Your WIN index could contain the following windows logs: Firewall, updates, EVENTLOG-Security, EVENTLOG-Application, EVENTLOG-System, EVENTLOG-DNS, EVENTLOG-AD, etc. Let say EVENTLOG-System only needs to be retained for only 30 days for research while EVENTLOG-Security needs to be retained 3 years for compliance reasons. While in other case you many create a WEBLOGS generic index containing Apache Access logs and IIS logs. Using multiple indexes will also allow for segmentation based or security requirements as well. Performance is another reason for multiple indexes. EXAMPLE: Suppose you have 1k of M&Ms and 100k Skittles. Then you want to find all the yellow M&M’s. It’s easier to find them if you separate them in to separate jar (index). - taken from splunk conf 2012.

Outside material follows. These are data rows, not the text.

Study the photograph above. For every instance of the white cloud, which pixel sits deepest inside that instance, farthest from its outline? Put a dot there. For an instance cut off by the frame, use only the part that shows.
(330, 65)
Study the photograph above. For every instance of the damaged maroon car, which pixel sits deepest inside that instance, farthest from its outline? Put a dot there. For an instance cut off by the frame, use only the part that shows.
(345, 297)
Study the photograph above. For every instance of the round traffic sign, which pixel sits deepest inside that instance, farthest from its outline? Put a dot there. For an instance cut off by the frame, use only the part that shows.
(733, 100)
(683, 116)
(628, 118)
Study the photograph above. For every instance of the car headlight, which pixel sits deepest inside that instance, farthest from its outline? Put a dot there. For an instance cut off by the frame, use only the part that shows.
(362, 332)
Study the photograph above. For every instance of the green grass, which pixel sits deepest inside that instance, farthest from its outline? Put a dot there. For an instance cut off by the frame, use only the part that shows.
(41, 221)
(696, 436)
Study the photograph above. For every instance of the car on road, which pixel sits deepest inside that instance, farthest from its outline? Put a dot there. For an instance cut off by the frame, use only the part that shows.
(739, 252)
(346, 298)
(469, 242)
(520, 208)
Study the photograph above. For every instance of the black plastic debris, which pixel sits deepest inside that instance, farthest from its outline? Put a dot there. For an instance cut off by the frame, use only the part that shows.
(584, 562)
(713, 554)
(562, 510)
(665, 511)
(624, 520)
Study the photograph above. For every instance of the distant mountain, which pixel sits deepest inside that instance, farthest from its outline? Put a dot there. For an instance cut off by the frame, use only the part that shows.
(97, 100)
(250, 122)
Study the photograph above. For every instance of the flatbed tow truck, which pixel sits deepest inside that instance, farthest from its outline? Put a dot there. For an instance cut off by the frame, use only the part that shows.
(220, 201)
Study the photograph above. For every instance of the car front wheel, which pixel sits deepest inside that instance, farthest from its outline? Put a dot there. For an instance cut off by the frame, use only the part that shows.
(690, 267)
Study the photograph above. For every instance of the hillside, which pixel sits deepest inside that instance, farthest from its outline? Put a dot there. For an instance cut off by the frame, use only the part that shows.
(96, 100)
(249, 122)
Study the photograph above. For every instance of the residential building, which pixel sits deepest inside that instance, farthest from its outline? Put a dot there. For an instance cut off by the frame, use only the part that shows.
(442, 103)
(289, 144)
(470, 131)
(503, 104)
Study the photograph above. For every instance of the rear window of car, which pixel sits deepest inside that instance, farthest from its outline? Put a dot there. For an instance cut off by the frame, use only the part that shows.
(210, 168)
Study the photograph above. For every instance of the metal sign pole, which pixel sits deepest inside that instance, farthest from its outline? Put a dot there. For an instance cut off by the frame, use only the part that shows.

In a small deployment you might have something like this for indices:
WIN PERFMON IIS NIX APACHE SNMP
In another you might have the following because of volume, security, retention policies.
WIN WIN-SYSTEM WIN-SECURITY WIN-APPLICATION IIS-EXTERNAL IIS-INTERNAL ACCESSLOGS NIX SNMP FIREWALL
Regarding sourcetypes this depends on log format standardization. In environment where all IIS logs have the same fields and delimiters you could a single sourcetype call W3C; however if you have different fields and delimiters you may end up with W3C-1, W3C-2, W3C-3 each having specific field extractions because of the format.

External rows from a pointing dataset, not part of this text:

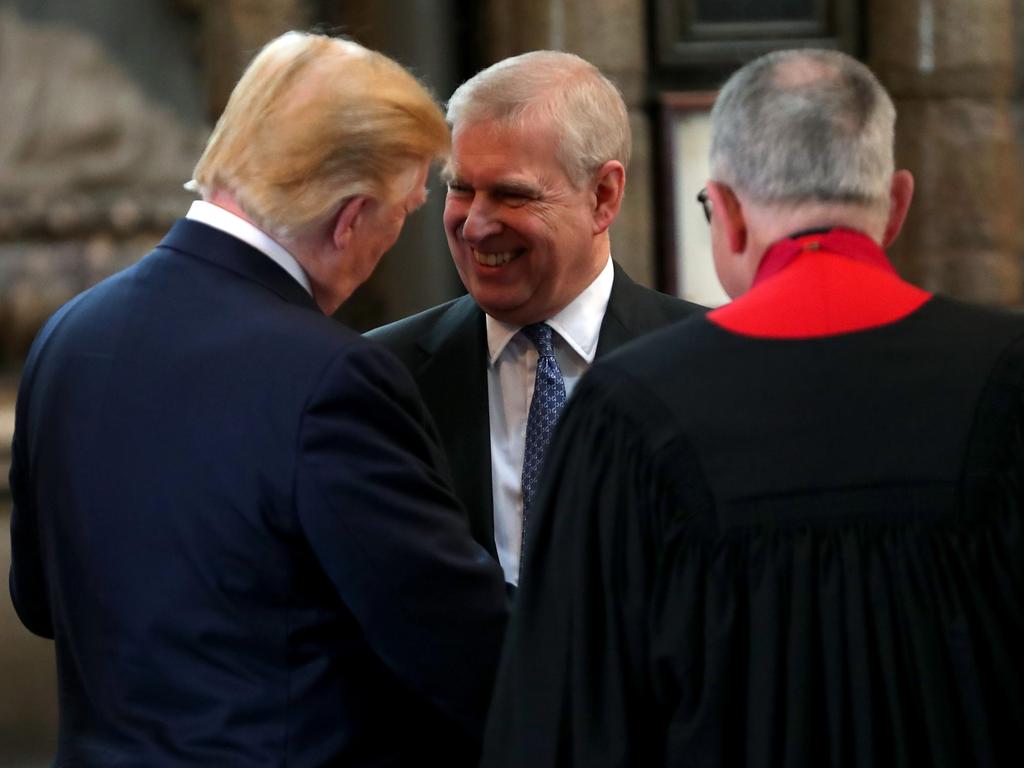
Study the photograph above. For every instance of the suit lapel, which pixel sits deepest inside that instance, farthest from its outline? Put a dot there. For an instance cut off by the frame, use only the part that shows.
(454, 378)
(204, 242)
(616, 328)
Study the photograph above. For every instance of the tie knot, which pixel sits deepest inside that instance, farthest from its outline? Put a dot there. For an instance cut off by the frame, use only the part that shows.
(540, 334)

Another case is many applications log in csv and csv is a possible sourcetype. Log data may csv be but the fields are specific to each application so you probably want to classify it as mobilemetric, typeperf, etc. so you can create custom field extraction for each application log.
You might end up with source types like
OFX SNMP W3C SYSLOG CISCO-FIREWALL MOBILEMETRICS JSTAT JMX GCC
Since source and sourcetype are contained in the Meta data you improve performance of your searches.
I would recommend sitting down and map out our data source and inputs by host, server function, application/technology. This will allow you to build a Common Information Model (CIM).
Sourcetype Naming conventions:
- No right or wrong answer
- make them usable and understandable, with plans on the future
- categorize data, device type, vendor, appliction.
- Develop a CIM relivant to you environment.
I guess my main point is that if someone is setting up Splunk for the enterprise and building Splunk from the ground up and creating index names there should be a standard name list to match Splunk Supported Apps. Just makes life a little easier. When you looks at the Splunk Supported UNIX app you need to change in multiple places to get it to work when you name your index for UNIX other than "os". Some Apps its simple. The UNIX app has search links that point at index=os all over the place.
Maybe the answer is building Standard Apps that require minimial changes.